Samuel Huntington Tomb

Samuel Huntington Tomb

This tomb is the final resting place of Samuel Huntington and his wife

Plaque sponsored by Bill and Peg Stanley

Located in the Colonial Cemetery

This tomb is the final resting place of Samuel Huntington and his wife, Martha, born July 16, 1731 in what is now Scotland, Connecticut. He was self-educated and became an attorney. His first law practice was in Willimantic. He later moved to Norwich in 1861 as Norwich was more affluent.

He was a delegate from Connecticut to the Continental Congress and one of only 56 men who signed the Declaration of Independence and the Articles of Confederation.

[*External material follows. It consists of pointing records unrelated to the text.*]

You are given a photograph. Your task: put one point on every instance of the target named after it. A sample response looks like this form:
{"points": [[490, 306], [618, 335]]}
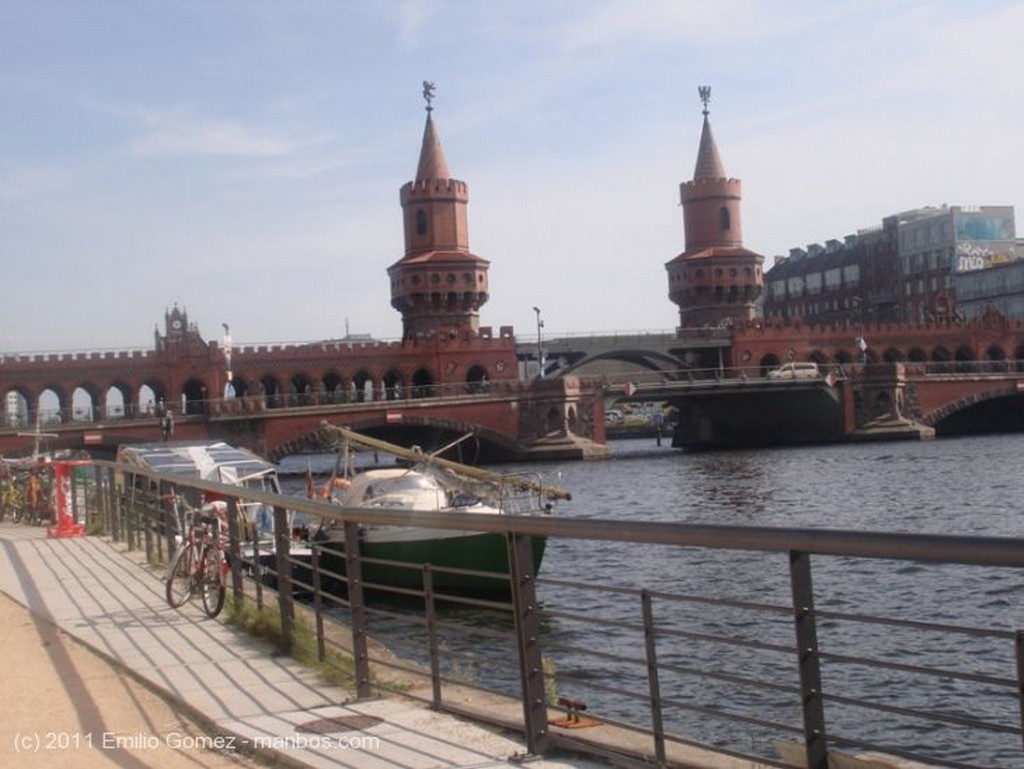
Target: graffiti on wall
{"points": [[972, 255]]}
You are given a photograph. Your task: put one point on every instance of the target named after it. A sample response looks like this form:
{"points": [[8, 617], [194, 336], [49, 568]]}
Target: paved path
{"points": [[105, 674]]}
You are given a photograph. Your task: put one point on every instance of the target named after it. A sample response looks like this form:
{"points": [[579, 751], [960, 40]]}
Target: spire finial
{"points": [[705, 91]]}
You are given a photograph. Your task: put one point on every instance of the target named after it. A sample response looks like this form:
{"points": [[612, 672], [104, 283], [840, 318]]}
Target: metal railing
{"points": [[810, 657]]}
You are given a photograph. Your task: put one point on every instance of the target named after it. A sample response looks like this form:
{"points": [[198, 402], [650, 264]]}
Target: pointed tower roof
{"points": [[432, 163], [709, 162]]}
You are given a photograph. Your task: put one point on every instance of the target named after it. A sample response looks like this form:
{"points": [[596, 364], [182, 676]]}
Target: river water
{"points": [[970, 485]]}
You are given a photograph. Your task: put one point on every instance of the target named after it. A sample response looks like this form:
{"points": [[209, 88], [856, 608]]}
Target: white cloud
{"points": [[173, 133]]}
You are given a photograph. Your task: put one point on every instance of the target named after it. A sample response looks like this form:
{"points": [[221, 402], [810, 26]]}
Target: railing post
{"points": [[527, 632], [431, 616], [812, 705], [1019, 644], [257, 571], [654, 687], [314, 581], [235, 532], [282, 540], [357, 609]]}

He served as President of the Continental Congress from 1779-1781 and was Justice of the Connecticut Supreme Court from 1784-1785, and Governor of Connecticut from 1786 until his death, January 5, 1796.

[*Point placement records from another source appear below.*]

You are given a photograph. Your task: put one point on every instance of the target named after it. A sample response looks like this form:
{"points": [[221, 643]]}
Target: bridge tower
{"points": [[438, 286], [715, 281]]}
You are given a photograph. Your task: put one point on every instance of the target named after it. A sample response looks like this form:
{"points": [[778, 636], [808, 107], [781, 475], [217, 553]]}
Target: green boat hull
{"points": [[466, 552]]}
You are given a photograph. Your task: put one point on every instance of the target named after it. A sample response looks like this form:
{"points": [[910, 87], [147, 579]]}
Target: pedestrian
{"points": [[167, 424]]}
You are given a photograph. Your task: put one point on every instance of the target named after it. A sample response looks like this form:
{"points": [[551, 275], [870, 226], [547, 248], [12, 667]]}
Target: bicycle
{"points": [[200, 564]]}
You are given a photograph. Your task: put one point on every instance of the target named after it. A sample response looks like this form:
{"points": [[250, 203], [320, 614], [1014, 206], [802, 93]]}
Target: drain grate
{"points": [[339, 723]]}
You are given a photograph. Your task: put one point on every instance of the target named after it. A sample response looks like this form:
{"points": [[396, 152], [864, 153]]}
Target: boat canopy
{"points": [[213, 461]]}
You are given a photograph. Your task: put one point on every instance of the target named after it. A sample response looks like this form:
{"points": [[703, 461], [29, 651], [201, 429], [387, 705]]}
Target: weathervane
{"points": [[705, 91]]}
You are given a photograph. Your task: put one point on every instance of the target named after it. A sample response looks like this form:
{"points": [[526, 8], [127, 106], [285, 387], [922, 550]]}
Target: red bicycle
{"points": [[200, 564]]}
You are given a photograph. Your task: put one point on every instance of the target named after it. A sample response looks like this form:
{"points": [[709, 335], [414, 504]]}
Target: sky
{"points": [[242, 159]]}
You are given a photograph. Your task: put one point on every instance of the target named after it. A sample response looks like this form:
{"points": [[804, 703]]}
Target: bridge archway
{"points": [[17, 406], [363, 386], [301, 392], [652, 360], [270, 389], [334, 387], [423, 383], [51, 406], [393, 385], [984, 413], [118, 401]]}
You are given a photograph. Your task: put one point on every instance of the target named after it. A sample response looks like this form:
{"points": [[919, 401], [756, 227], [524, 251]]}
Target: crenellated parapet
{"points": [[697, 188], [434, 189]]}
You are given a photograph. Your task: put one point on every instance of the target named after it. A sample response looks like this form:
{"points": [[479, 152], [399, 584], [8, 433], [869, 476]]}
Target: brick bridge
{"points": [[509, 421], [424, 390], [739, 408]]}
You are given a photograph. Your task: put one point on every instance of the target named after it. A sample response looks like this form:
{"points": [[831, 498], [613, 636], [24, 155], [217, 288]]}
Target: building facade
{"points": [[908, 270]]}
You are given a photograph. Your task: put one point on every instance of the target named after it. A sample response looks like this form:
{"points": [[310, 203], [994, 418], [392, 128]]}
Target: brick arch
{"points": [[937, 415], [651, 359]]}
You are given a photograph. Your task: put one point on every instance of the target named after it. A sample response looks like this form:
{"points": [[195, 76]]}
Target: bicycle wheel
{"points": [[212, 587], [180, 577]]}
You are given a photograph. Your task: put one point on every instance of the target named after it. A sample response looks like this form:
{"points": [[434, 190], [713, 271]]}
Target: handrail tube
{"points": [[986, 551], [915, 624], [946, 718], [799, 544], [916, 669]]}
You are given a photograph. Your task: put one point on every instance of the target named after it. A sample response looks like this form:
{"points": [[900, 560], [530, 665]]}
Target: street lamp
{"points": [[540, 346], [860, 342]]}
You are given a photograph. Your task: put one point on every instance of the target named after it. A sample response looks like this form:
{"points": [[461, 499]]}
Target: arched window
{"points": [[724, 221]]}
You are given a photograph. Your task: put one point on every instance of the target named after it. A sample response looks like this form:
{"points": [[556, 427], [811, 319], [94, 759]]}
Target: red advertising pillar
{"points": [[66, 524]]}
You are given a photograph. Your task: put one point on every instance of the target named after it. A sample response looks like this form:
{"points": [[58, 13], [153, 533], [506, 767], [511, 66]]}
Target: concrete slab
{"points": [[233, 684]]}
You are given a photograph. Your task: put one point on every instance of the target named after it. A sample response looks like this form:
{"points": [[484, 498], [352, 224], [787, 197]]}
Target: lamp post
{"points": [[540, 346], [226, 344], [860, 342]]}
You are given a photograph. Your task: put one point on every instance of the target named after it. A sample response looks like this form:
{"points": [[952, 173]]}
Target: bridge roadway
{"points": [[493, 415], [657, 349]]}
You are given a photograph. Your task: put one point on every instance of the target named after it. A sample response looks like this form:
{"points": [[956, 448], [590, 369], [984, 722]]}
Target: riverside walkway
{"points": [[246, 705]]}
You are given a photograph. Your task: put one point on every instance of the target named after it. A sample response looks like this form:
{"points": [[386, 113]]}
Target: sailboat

The tomb was found to be in disrepair in 2002, and a drive led by Bill Stanley restored the tomb at a cost of $130,000 in cash and in-kind services. It was during the restoration that it was discovered Samuel Huntington actually was the first President of the United States under our first Constitution, the Articles of the Confederation which stated whoever serves as President of the Continental Congress in Congress Assembled shall also serve as President of the United States.

Samuel Huntington was President of the Continental Congress on March 1, 1781 when Maryland became the last of the 13 colonies to ratify the Articles of the Confederation. Because Samuel Huntington was then President of the Continental Congress when America became a nation for the first time he was automatically the first President of the United States under our first Constitution, the Articles of the Confederation in Congress Assembled.